The appellant was a professional realtor who managed the estate of the late Dr Elias Zvenyika Ndoro. In February 2008, Dr Ndoro instructed the appellant to sell his immovable property (Stand 905 Salisbury Township, Harare) for US$140,000 to raise university fees for his children studying in New Zealand. The appellant wanted to purchase the property herself but was conflicted as the estate agent. She used a Congolese national, Awak Haskour Jean, as a front to masquerade as the purchaser. A verbal sale agreement was entered into with a purchase price of US$140,000, payable by initial deposit of US$40,000 with balance to follow. In March 2008, the appellant paid US$40,000 to Dr Ndoro in the presence of his wife. A company called Kitkat Investments (Pvt) Ltd was formed with the appellant and Jean appointed as directors, and the property was transferred to it on 26 March 2008. In April 2008, the appellant paid a further US$10,000 directly to the university. In September 2008, Dr Ndoro reversed the transfer by reinstating himself and his wife as directors and transferring the property to another company, Gronton Investments (Pvt) Ltd. The appellant alleged that at a meeting on 28 July 2010 at the offices of Mbidzo, Muchadehama and Makoni legal practitioners, Dr Ndoro acknowledged indebtedness to her for US$53,183 (comprising the US$50,000 paid and US$3,183 in conveyancing fees). A letter dated 17 August 2010 from the appellant's lawyers recorded this alleged acknowledgment. Dr Ndoro denied making any acknowledgment of debt. He died during the proceedings and was substituted by his widow, Bernadette Eva Ndoro, as executrix dative.

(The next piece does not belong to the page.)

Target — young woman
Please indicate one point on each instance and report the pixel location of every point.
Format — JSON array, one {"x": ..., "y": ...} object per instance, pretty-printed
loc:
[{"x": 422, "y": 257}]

The appeal was dismissed with costs
The binding legal principles established are: (1) An acknowledgment of debt must be in writing and contain an unequivocal admission of liability by the debtor coupled with an express or implied undertaking to pay the debt. It must meet specific requirements including identification of debtor and creditor, the amount acknowledged, time period for payment, and manner of payment. (2) A party claiming on the basis of an acknowledgment of debt bears the onus of proving the existence of a valid written acknowledgment meeting these requirements. (3) Courts are bound by the pleadings of the parties and cannot grant judgment on a cause of action that is not pleaded. A litigant must carefully plead their case and is bound by those pleadings. (4) A new cause of action cannot be raised for the first time on appeal when it was neither pleaded nor argued at trial, even if it might provide an alternative remedy on the facts. This applies to claims based on unjust enrichment. (5) The general principle that omissions in pleadings can be cured by evidence does not apply where the alternative cause of action did not even arise in the evidence led at trial.
MATHONSI JA made several non-binding observations: (1) If indebtedness is acknowledged, it would not ordinarily be open to a debtor to unilaterally 'revoke' the acknowledgment - a debtor cannot have his cake and eat it too. The court a quo's finding that an acknowledgment was made but later revoked was problematic and not supported by authority. (2) It is only in limited circumstances that a person may resile from an acknowledgment of debt consciously made, such as where duress or undue influence were used to induce it. (3) The legal principles applicable to pleadings are not inflexible - litigants are generally permitted to depart from or amend pleadings with leave of the court, which may be granted at any stage 'for the purpose of determining the real question in controversy between the parties' under Rule 132 of the High Court Rules, 1971. (4) The court noted that Amler's Precedents of Pleadings cannot be elevated to legal authority, but cited it to demonstrate the written nature of acknowledgments of debt by legal necessity. (5) The court observed that the evidence suggested the parties may have been transacting in foreign currency at a time when Exchange Control Regulations did not permit it, which explained why the agreement was deliberately not reduced to writing.
This case is significant in Zimbabwean civil procedure and contract law for: (1) Clarifying the essential requirements for a valid acknowledgment of debt, emphasizing that it must be in writing and contain specific elements including an unequivocal admission of liability and an undertaking to pay. (2) Reinforcing the fundamental principle that parties are bound by their pleadings and courts cannot grant judgment on causes of action not pleaded, even if alternative remedies might be available on the facts. (3) Establishing that new causes of action (such as unjust enrichment) cannot be raised for the first time on appeal when not pleaded or argued at trial. (4) Clarifying that omissions in pleadings can only be cured by evidence in limited circumstances, and that issues not raised in evidence cannot be decided by courts. (5) Illustrating the dual purpose of pleadings: to give fair notice of the case to be met and to clarify the issues requiring determination. (6) Confirming that while pleading rules are not inflexible and amendments may be permitted, leave of court must be sought before departing from pleadings. The judgment provides important guidance on the strict requirements for acknowledgments of debt and the importance of proper pleading practice in Zimbabwean civil litigation.